Analyzing the effect of added stress
As a leader, your role is to monitor and support the stress experiment and work with affected groups to make appropriate adjustments. You’ll learn about leader and employee capabilities, discover the ability of processes and technology to support a new work standard, and hear customer feedback on the potential changes.
Pay particular attention to how employees react and perform. These experiments are ways to uncover employee development opportunities: chances to remedy workers’ weak spots. That doesn’t necessarily mean noting mistakes. Look at the whole process and how the culture and people responded. What you learn can help the organization grow stronger.
Within this process, you will also see where there is misalignment in processes, culture, workflows, etc. Stress reveals misalignment. If you can find the misalignments before real stress comes, you can address it and retest.
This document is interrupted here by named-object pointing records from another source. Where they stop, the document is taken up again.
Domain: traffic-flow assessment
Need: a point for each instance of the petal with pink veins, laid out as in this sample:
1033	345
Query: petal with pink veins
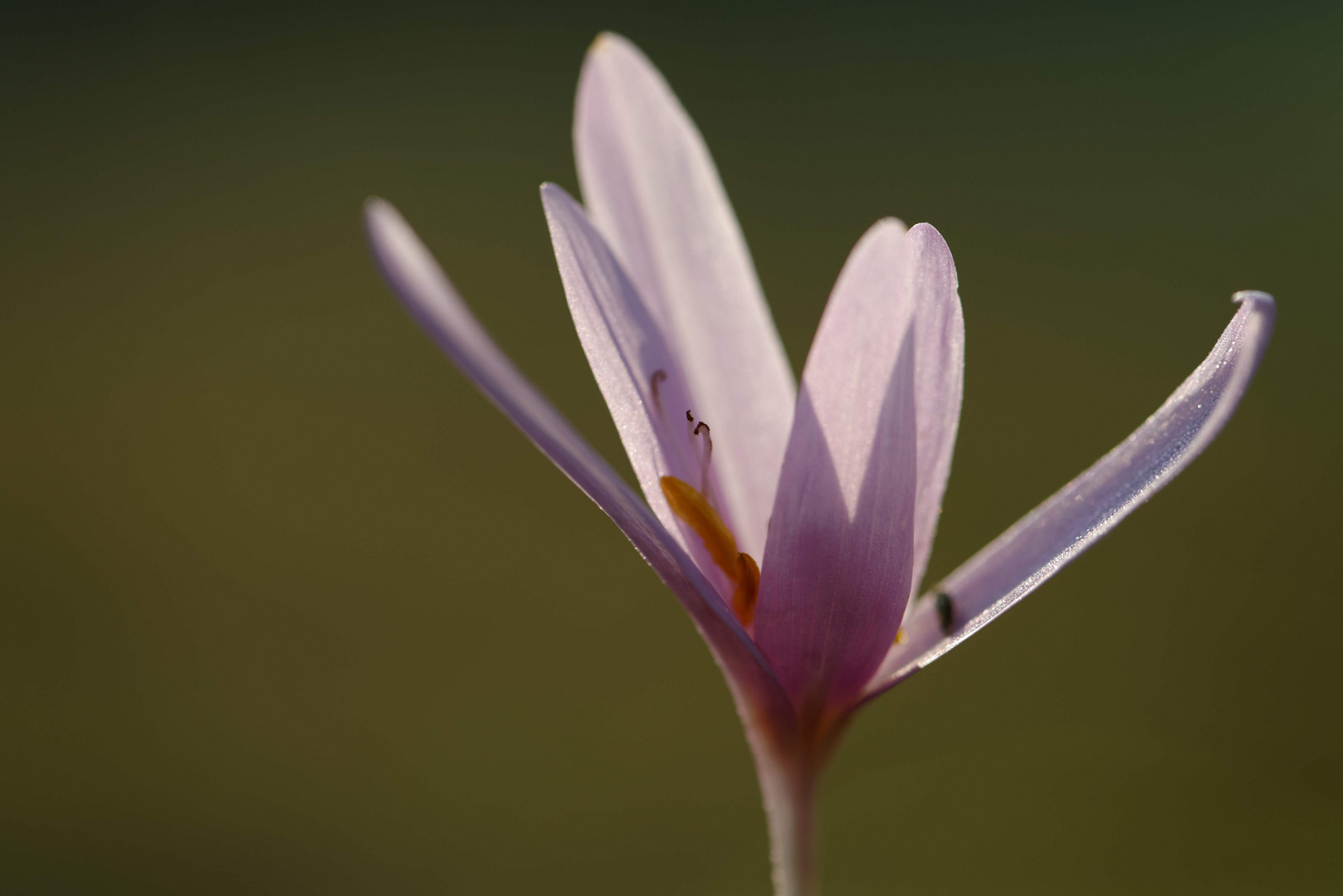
837	566
939	377
654	193
432	299
1043	540
639	377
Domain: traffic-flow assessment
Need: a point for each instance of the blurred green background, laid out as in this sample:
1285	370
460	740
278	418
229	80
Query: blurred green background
288	607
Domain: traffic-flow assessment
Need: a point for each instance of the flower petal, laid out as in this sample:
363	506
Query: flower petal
652	190
427	295
939	377
837	566
639	377
1091	505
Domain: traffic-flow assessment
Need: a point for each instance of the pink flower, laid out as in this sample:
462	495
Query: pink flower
794	524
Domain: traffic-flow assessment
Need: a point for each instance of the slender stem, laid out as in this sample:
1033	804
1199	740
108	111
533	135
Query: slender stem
790	790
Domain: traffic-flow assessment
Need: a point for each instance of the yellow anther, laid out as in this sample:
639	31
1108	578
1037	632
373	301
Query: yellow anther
692	508
749	586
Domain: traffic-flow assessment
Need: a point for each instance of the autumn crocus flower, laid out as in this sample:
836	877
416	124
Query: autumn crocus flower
793	523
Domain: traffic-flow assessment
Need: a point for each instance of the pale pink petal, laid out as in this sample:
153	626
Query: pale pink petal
939	373
837	566
1087	508
654	193
427	295
638	375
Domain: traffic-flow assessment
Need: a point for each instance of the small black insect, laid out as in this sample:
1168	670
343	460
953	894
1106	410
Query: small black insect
945	611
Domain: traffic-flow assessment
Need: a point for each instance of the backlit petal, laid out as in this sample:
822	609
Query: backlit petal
638	375
653	191
427	295
1087	508
837	566
939	375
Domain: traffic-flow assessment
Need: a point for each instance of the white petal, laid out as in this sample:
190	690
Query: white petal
427	295
1087	508
654	193
939	375
836	572
639	377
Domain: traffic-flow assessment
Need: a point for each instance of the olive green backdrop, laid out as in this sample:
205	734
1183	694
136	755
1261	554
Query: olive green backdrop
288	607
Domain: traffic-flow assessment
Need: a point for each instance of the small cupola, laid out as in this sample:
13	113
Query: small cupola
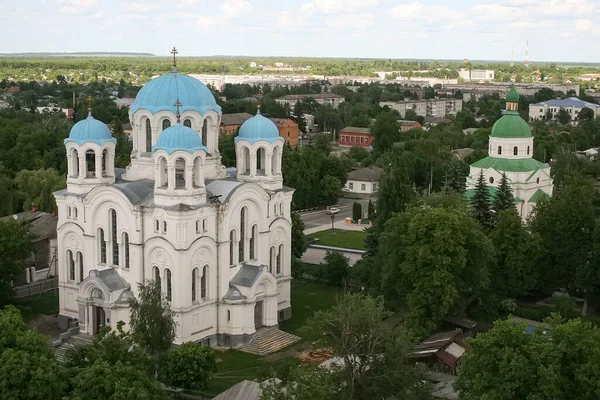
90	154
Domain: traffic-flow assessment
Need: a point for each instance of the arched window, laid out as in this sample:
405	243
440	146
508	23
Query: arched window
180	173
205	132
102	244
90	164
279	259
253	242
242	234
232	247
271	259
126	249
203	281
194	279
113	236
169	288
80	261
71	262
148	136
157	279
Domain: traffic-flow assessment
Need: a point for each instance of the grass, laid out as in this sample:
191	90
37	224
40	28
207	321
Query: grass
235	366
341	238
35	305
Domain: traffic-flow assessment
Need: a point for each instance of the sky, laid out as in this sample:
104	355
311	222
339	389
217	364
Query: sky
557	30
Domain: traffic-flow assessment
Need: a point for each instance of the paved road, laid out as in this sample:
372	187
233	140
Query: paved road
313	219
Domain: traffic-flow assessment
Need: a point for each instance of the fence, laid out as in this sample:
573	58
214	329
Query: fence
36	287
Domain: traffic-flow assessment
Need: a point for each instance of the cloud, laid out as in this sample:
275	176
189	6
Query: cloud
235	8
76	6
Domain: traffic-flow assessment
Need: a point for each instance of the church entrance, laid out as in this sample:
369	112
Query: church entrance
258	308
99	319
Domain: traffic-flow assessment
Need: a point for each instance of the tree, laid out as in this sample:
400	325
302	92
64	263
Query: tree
506	363
190	366
356	211
374	354
503	199
516	253
304	383
299	244
15	249
435	259
105	381
480	203
37	187
371	210
335	269
563	116
152	324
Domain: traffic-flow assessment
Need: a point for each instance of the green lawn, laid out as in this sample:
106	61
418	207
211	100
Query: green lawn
341	238
35	305
234	366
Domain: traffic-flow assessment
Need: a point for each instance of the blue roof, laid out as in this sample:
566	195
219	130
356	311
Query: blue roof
569	102
258	128
179	137
90	130
161	94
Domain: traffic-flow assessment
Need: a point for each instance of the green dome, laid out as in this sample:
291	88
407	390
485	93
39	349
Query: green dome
512	96
511	125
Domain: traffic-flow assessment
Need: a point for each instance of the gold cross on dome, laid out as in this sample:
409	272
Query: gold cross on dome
174	52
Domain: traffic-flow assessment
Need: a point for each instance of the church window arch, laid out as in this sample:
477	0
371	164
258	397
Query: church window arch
203	283
166	123
253	237
71	262
180	173
232	247
279	259
80	262
163	173
90	163
102	245
168	284
113	236
148	136
271	258
126	249
242	240
194	284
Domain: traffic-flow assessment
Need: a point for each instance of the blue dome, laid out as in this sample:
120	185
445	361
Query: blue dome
161	94
258	128
90	130
179	137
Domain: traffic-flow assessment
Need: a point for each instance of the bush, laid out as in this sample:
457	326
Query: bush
190	366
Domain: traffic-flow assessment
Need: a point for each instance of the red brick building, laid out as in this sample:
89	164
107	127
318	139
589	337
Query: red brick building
351	136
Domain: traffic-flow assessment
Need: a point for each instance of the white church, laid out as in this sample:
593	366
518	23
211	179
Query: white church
217	239
511	153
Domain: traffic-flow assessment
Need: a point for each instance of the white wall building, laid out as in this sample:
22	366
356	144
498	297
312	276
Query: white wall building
217	240
364	180
511	153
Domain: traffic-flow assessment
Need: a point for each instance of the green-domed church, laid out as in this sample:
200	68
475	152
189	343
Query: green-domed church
511	153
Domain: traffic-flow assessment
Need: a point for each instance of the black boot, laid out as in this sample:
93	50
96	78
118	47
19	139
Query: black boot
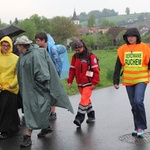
79	119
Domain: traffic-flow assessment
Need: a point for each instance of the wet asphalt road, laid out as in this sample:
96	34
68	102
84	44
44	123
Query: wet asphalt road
113	120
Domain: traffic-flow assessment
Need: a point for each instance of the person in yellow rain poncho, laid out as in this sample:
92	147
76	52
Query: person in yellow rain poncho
9	117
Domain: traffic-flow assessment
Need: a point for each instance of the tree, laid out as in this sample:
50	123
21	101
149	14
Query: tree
90	41
127	11
107	23
42	23
92	21
62	28
29	27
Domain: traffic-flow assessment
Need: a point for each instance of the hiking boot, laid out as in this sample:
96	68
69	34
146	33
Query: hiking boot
45	131
53	116
134	133
89	120
26	141
77	122
140	133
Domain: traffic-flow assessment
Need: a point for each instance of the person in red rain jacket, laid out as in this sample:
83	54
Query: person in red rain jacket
84	67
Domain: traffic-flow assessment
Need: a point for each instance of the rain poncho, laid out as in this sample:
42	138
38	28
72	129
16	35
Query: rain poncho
58	54
8	63
40	87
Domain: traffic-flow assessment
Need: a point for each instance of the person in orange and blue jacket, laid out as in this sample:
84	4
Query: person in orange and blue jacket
134	58
85	68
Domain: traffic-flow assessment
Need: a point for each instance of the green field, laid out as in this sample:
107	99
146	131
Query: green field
107	59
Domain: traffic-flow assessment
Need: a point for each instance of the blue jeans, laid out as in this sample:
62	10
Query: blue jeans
136	96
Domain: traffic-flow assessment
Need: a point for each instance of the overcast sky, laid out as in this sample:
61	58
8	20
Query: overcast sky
21	9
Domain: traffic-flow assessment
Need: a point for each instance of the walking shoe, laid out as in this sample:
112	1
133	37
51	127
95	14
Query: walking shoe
26	141
3	136
140	133
89	120
53	116
77	122
134	133
45	131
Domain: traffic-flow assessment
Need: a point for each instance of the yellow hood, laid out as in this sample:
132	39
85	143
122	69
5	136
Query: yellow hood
7	39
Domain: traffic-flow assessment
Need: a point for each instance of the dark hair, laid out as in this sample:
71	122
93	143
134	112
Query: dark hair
41	36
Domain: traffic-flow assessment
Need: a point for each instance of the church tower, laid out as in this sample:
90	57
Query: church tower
75	19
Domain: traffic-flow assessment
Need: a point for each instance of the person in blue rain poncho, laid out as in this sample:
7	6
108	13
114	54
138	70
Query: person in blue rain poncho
59	56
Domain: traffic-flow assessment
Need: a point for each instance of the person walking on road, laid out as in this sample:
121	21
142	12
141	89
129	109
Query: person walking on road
9	117
134	59
36	77
84	67
59	56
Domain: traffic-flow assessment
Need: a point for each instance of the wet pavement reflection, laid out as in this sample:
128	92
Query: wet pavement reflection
113	120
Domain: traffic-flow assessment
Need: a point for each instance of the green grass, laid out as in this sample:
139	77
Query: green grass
107	59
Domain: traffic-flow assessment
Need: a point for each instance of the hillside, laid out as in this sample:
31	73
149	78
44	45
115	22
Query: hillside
124	20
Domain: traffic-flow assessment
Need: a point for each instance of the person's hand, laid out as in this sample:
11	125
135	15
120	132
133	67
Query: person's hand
93	87
69	85
116	86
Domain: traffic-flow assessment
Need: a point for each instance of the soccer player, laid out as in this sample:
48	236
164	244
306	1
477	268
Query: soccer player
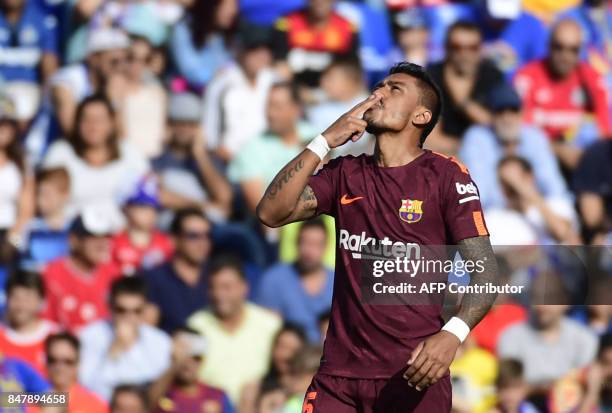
403	193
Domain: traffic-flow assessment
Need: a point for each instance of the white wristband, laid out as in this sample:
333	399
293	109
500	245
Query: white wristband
319	146
457	327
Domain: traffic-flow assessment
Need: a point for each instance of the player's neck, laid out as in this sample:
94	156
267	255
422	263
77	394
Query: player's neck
394	151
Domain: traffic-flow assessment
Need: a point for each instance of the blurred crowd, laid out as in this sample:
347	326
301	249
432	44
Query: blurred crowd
137	137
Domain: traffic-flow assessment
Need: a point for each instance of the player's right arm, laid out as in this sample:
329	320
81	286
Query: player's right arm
289	198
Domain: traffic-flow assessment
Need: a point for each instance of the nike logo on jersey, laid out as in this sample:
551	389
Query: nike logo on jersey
346	200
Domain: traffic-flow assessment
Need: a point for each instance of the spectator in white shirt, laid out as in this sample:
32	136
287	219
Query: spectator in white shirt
229	121
103	169
124	349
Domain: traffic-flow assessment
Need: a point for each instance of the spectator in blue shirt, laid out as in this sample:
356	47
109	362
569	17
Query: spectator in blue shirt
177	288
306	284
483	147
28	40
199	41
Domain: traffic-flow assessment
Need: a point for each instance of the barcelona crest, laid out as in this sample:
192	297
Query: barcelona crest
411	210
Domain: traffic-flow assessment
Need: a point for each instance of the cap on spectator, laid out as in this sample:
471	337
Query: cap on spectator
184	107
146	192
107	39
92	222
504	97
25	97
411	18
504	9
251	36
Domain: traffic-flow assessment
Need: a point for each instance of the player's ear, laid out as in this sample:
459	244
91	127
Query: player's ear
422	117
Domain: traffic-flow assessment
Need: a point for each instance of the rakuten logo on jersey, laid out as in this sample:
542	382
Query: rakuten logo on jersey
364	246
467	189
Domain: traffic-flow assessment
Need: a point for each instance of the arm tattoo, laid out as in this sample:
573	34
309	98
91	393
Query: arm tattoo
283	177
475	305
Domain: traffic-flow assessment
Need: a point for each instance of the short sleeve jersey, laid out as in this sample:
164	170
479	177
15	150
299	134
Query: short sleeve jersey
429	201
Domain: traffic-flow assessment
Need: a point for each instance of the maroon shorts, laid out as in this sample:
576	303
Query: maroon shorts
334	394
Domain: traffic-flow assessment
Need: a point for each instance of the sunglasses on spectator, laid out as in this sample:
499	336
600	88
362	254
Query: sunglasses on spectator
458	47
126	310
560	47
58	360
195	235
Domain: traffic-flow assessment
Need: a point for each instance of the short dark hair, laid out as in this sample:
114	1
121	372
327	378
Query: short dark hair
176	226
461	25
431	97
63	336
524	163
132	285
137	391
292	88
509	372
226	261
25	279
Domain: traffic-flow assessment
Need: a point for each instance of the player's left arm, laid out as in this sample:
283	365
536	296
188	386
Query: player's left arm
431	359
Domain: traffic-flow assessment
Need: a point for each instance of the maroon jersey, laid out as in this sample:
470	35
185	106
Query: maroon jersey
430	201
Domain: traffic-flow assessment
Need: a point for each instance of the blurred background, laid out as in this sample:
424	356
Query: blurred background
136	138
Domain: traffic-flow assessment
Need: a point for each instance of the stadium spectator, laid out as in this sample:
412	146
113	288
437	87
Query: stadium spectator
29	43
24	332
103	169
228	324
228	122
188	176
512	390
465	78
141	246
129	398
18	376
549	344
199	41
552	218
284	140
482	148
560	93
412	36
16	186
592	186
62	352
177	288
306	41
343	84
306	284
102	72
289	340
144	104
473	373
77	284
179	388
303	367
46	235
124	349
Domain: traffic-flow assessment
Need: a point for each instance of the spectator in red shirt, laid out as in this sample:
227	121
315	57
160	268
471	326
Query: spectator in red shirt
62	366
141	245
179	388
560	91
309	39
77	285
24	332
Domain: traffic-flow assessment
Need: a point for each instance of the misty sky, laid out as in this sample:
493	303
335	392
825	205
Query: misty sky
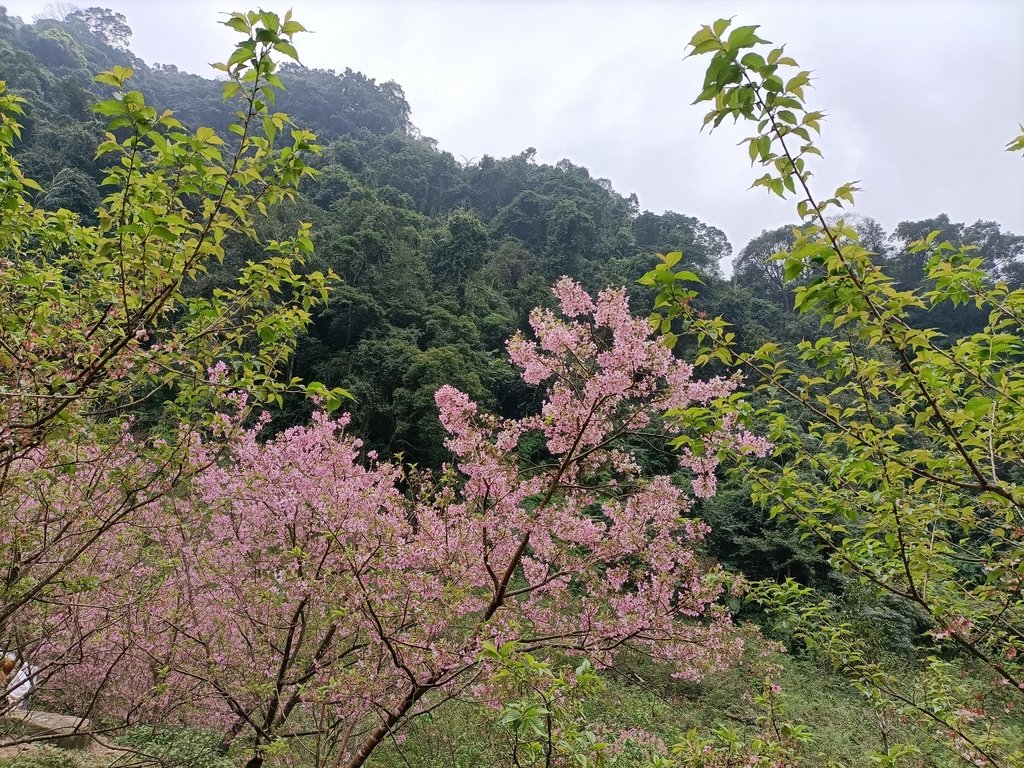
922	96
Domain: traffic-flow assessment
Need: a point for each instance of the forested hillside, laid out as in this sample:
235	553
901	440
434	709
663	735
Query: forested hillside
439	262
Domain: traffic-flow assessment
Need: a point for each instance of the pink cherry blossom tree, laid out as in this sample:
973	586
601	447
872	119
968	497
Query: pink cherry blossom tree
305	592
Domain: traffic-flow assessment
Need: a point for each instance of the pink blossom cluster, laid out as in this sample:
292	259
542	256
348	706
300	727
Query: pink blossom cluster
298	573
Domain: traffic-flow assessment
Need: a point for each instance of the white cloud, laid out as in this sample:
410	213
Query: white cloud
922	95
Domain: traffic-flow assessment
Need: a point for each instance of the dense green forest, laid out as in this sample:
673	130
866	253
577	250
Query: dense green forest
439	262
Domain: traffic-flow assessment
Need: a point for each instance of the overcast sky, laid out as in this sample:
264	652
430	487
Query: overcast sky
922	96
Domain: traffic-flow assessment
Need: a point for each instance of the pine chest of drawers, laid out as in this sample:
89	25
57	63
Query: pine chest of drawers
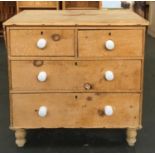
75	69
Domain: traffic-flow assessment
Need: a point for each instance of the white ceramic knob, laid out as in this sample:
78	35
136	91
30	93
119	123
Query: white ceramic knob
109	75
108	110
41	43
110	45
42	76
42	111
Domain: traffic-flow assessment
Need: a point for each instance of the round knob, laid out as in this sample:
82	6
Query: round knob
108	110
41	43
110	45
42	111
87	86
109	75
42	76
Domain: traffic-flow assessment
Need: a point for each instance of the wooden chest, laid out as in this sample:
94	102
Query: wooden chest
75	69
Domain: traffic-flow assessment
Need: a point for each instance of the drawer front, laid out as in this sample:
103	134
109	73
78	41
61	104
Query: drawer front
87	76
42	42
75	110
109	43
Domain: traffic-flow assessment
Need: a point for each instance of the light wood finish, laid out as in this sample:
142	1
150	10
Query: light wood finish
77	18
75	110
75	91
25	5
131	136
81	5
72	75
24	42
20	135
127	43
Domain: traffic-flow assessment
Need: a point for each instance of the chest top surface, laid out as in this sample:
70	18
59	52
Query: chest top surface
77	18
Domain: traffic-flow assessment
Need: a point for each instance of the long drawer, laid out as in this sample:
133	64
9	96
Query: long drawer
42	42
93	76
110	43
75	110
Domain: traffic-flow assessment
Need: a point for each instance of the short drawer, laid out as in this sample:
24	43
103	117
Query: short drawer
75	110
109	43
83	76
40	42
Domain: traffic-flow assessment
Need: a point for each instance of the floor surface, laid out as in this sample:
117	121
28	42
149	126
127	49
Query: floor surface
88	140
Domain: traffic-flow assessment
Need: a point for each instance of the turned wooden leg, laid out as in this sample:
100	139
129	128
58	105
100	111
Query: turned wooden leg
20	135
131	136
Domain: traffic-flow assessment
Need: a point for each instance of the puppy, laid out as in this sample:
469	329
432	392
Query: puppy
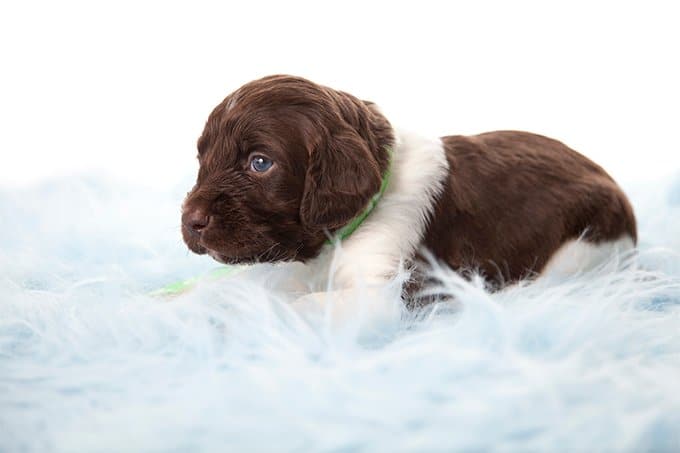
290	168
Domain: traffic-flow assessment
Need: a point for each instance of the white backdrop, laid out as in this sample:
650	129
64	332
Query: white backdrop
125	87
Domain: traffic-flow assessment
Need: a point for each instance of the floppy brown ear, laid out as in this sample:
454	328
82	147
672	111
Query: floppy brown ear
342	176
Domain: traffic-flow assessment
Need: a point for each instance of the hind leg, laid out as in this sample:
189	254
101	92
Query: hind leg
578	256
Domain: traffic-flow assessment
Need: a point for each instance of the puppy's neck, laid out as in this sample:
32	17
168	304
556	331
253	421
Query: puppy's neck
395	228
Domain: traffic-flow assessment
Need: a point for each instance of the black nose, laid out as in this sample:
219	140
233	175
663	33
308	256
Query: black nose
195	220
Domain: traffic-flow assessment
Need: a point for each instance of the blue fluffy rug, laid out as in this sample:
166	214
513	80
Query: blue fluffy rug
90	362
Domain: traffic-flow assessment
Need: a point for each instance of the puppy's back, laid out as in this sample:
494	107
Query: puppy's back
513	199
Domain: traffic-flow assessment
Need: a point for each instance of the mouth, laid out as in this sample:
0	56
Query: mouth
231	260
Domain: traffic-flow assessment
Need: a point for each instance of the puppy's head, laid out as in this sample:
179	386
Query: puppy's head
283	163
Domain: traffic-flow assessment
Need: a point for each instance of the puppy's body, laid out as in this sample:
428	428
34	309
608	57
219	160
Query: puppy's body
503	203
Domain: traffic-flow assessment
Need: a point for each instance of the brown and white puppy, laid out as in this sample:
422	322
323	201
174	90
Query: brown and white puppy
285	162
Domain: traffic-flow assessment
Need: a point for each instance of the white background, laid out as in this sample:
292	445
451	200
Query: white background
126	87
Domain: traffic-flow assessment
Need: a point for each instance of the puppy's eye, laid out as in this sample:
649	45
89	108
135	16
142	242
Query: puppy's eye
260	164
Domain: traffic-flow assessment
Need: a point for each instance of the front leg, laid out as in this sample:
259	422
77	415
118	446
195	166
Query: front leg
346	308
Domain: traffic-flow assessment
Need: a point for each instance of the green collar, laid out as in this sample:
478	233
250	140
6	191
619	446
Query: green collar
344	232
Organizations with cultures based on love, respect, service, and fun that have practiced adding stress to systems are better equipped to handle stress that comes at them from the outside world. They can react faster and more purposefully than can misaligned, less positive cultures because they stay true to their mission and have the processes they need to collaboratively evolve. Unexpected stress happens. You’ll inevitably find it, whether it’s a supply chain breakdown, a recession, or a pandemic.